Barry Matties: Why don’t you just start by explaining the Lunaris imaging process?
Peter Coakley: What you are looking at here is our digital inkjet printer, a key component of the automated process. At Whelen, it is used for etch resist (inner layers), and plating resist applications (outer layers). This process replaces many costly steps in the traditional photolithography and provides significant reductions in process time, massive cost savings in materials and labour, and is fully compatible with supporting “green” manufacturing ethics and the environmental requirements demanded here at Whelen.
In a production environment, we go from a file that the CAM operator prepares to inkjet printing and subsequent etch or plating process in five minutes. That’s what we offer, the flexibility and full batch automation that lets you actually print, on the panel, the exact circuit design you need in a short time.
With the conventional process, you would have to laminate the panel with dry film, manufacture a set of artworks and then expose that dry film using these artworks on a separate process followed by a developer process to wash off the majority of that unexposed dry film.

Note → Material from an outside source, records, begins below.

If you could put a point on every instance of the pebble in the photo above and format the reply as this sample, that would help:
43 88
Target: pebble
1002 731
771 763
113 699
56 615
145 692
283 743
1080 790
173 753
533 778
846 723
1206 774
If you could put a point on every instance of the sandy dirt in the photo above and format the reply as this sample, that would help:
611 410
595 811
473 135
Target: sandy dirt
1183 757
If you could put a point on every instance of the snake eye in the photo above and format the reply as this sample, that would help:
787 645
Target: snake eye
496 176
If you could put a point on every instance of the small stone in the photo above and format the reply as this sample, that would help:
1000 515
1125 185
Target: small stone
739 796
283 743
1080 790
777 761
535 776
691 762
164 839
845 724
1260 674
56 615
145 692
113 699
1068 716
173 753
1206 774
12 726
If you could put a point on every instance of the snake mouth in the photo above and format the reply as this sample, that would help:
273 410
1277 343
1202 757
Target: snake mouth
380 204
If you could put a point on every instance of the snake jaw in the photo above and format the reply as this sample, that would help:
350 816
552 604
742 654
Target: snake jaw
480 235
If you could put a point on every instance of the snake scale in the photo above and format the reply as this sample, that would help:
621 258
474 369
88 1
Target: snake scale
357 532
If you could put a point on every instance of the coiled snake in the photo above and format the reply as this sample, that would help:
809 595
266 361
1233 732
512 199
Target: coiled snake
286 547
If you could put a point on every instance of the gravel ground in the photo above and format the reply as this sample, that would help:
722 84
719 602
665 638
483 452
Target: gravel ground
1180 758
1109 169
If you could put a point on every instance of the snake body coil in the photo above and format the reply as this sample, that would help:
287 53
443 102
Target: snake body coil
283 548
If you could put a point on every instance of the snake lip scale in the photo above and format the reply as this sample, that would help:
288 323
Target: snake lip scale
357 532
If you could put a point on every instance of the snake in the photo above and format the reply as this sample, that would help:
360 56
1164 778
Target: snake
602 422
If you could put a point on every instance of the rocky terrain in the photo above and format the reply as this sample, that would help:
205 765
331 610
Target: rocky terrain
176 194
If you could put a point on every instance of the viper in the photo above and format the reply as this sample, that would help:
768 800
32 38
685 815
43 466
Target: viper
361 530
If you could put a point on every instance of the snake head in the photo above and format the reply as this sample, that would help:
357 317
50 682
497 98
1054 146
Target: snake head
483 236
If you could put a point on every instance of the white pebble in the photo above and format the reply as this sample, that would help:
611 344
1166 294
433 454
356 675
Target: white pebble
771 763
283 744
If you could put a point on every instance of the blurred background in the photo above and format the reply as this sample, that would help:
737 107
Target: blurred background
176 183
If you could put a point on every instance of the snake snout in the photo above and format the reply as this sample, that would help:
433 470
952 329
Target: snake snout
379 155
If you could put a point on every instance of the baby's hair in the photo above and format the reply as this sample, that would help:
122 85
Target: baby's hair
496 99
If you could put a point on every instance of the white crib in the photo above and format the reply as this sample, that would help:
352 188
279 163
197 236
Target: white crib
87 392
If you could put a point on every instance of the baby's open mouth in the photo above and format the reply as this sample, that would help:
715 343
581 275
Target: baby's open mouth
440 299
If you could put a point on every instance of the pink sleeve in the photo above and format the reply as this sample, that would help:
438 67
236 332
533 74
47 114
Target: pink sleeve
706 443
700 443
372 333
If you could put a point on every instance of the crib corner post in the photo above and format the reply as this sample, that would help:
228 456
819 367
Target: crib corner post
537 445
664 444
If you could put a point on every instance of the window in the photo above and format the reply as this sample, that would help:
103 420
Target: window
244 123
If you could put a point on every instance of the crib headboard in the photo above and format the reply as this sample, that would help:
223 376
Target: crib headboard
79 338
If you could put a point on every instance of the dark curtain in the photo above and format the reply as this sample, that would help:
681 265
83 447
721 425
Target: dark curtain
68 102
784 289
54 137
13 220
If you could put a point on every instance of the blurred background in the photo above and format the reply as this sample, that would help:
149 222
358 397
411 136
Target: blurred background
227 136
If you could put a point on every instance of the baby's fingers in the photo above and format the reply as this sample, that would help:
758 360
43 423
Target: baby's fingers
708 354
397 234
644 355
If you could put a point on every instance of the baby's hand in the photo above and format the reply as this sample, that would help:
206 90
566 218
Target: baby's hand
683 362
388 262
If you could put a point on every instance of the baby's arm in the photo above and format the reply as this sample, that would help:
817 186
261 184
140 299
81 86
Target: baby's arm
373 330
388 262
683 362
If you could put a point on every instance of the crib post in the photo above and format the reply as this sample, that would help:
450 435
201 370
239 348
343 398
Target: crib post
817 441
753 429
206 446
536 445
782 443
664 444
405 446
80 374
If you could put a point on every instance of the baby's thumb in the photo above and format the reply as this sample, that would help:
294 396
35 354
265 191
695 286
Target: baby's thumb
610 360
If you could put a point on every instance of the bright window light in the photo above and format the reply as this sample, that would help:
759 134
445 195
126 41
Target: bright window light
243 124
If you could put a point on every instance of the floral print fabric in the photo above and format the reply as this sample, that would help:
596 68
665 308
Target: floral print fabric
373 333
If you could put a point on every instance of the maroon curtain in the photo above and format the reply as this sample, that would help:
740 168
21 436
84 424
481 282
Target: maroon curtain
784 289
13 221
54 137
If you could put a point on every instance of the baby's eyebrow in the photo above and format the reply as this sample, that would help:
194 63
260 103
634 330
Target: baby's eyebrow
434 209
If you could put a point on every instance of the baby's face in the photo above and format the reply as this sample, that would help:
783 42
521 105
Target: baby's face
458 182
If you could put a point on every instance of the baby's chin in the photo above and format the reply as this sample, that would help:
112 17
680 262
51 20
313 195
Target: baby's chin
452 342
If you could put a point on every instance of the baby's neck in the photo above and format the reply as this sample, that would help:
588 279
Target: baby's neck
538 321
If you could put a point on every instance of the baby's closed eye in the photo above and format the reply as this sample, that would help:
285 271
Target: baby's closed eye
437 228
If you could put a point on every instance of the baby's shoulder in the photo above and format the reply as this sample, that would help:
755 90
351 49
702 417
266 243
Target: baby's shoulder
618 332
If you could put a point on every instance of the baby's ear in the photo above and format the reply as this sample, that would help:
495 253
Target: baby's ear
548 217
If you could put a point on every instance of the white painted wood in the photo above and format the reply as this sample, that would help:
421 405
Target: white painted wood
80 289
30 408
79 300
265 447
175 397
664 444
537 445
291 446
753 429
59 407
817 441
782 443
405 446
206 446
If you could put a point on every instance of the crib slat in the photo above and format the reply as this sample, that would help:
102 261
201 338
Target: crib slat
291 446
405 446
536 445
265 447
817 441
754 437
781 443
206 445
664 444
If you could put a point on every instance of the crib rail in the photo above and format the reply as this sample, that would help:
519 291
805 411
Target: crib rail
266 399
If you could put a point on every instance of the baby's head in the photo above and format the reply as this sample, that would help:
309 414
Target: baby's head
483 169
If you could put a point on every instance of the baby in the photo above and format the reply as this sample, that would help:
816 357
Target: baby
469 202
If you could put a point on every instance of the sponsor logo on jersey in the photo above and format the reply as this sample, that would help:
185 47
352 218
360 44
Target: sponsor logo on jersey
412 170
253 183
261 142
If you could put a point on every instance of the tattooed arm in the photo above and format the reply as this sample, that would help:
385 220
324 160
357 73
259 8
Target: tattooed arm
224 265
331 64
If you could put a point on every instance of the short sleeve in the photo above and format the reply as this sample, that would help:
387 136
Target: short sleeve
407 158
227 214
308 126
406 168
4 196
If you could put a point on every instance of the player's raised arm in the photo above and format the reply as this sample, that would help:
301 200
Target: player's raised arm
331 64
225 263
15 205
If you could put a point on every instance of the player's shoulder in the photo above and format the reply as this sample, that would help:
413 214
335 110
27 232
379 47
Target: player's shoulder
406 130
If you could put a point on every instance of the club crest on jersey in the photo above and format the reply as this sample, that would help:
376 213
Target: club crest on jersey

Matties: And it’s done inline as well?
Coakley: It’s automation that lends itself to inline volume production. Due to the flexible CAM interfacing without set up time it’s perfect to manufacture in a high-mix environment, even running prototypes between the main production volume.
Using the automated line buffers, you can stop a job part way through and switch production types and lots, so it has the flexibility built in to switch jobs and print either a negative image for subsequent plating or an inner layer positive image prior to etching.
Let me just emphasise again, that the inkjet process does not require a developing process as you only use the minimum of ink resist needed to produce the circuit design, thereby again reducing processing time, materials and wastage.
Matties: How does it know which job? Does an operator have to come in and select?
Coakley: In the basic manual operation mode that is possible, but the system is designed for full automation by referencing panels in barcoded trays at the very start of the manufacturing process. It uses the master database to print the right image design on the right panel with minimum intervention.